This is the fifth and final part of my short story "Things Were Better Then."
Sunday morning at Church, Jojo was dressed in his nicest clothes. His father wasn’t there because his father went to the Presbyterian church, and never came with Jojo to St. Francis. And, since Jojo’s mother was away doing business again, he came alone again. Jojo didn’t mind this because he would sit in a different place each week, and see new people. For some reason, which he could never figure out, it was as if people always chose to sit in the same seats week after week. It was a routine, a habit that they couldn’t break. Jojo sat beside a man who always wore a white suit, was a bit too fat, and who had a sweaty bald head he always wiped.
There were the readings, then the sermon, and finally came the offertory. Jojo always like singing along, and since they sang mostly the same songs each week, he never had to open the hymnal. The Ms. B’s stood up with their baskets attached to poles, and they went to each pew take money from everyone at mass. When it was Jojo’s turn to put in his offering, he saw the Agnes Ms. B smile at the fat man in the white suit, and talked to him for a moment, like she did every Sunday.
“Nathan, good to see you. Anything for the church today?” Agnes looked at Jojo as he reached over and fut his two dollars and sixty cents in the basket. “Why thank you Jojo,” Anges said. “And how about you Nathan?”
Nathan took out a small box wrapped in brown paper, with a nice ribbon around it and put it in the basket. “For the good father, my dear. I hope he enjoys it.”
“I’m sure he will, God bless you,” Agnes said and went to the rest of the pews to collect the offerings.

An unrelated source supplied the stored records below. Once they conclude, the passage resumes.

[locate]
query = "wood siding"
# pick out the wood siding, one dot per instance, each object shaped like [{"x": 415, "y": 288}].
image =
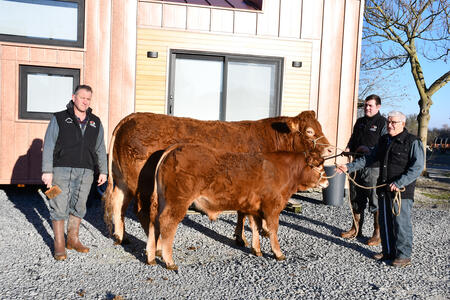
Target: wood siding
[
  {"x": 107, "y": 63},
  {"x": 323, "y": 34},
  {"x": 332, "y": 27}
]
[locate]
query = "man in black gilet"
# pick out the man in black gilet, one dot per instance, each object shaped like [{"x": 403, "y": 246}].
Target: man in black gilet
[
  {"x": 73, "y": 146},
  {"x": 401, "y": 157},
  {"x": 366, "y": 133}
]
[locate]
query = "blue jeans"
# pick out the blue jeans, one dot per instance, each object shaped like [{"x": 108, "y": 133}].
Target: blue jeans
[
  {"x": 75, "y": 184},
  {"x": 396, "y": 231}
]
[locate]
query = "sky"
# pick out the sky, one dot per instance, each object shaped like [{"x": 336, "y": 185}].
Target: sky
[{"x": 440, "y": 109}]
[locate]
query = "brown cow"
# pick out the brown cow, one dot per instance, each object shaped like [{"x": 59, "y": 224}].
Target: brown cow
[
  {"x": 213, "y": 180},
  {"x": 140, "y": 138}
]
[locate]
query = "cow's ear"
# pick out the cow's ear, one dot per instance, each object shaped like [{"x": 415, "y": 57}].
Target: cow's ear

After the offertory, Jojo shared the peace of Christ with everybody, and got ready as Father Francis started preparing for communion. It was then when eight policemen walked through the doors. Everyone stood and turned, and Jojo had to get on the back of the pew to see over their heads. While everyone was looking at the policemen, the police men were looking at everyone else. Their faces turned from happy pride to confusion. Jojo turned his head and looked towards the altar and saw the back of Father Francis’ head as he slipped out the side doors to the rectory. Then the two Ms. B’s started running after Father Francis, and as they crossed in front of the altar to get to the side door, they slipped on the spilled wine that was all over the floor. They both fell with a thud on the hard marble floor, and a pair of dentures flew up from one of them and landed on the steps of the altar. Jojo laughed, climbed down, and walked over towards the altar, where a group of people were already gathering around the Ms. B’s and talking worriedly.
Jojo stepped past them and picked up the cracked wet teeth which dripped with spilled wine. He walked over to the crowd, got on his hands and knees, and scuttled under the legs of one adult. He looked at the Macy Ms. B, who was shaking her head and moaning, and he held out the dentures in his hand.
“Want your teeth back?” Jojo asked. Macy Ms. B didn’t seem to hear him or see him, so Jojo shrugged and crawled out from the crowd and walked out of the Church to go home and see his father who was still sick from eating the muffins Jojo gave him a few days ago.
* * *
One Sunday, when all the police came back to mass, the priest, I can’t remember his name, ran out the rectory. Later he said he did it because he thought they were coming to lynch him for being a Catholic. And the two old Bernier sisters who chased after him said they thought the same thing too. Not much happened after that, until a couple of years later when the Berniers both died of a sudden, and the priest, yes Father Francis, I remember his name now, had some sort of nervous breakdown shortly after. That ws around the time my mother left us for a city executive, and my father decided enough was enough and he took me from then on to St. John’s on the other side of town.
I still remember how pure and good things used to be back then. There were no problems like today. Now when you’re in church, you’re as likely to hear a cellphone ring as hear a prayer. And nobody cares what religion you are. They don’t even care what you are period, what with all the different marriages and such going on now. No sir, Norton just doesn’t feel like a town no more. No spunk, no spazz. Just people locked inside their homes. Back then you could talk to your neighbors. Things were better then.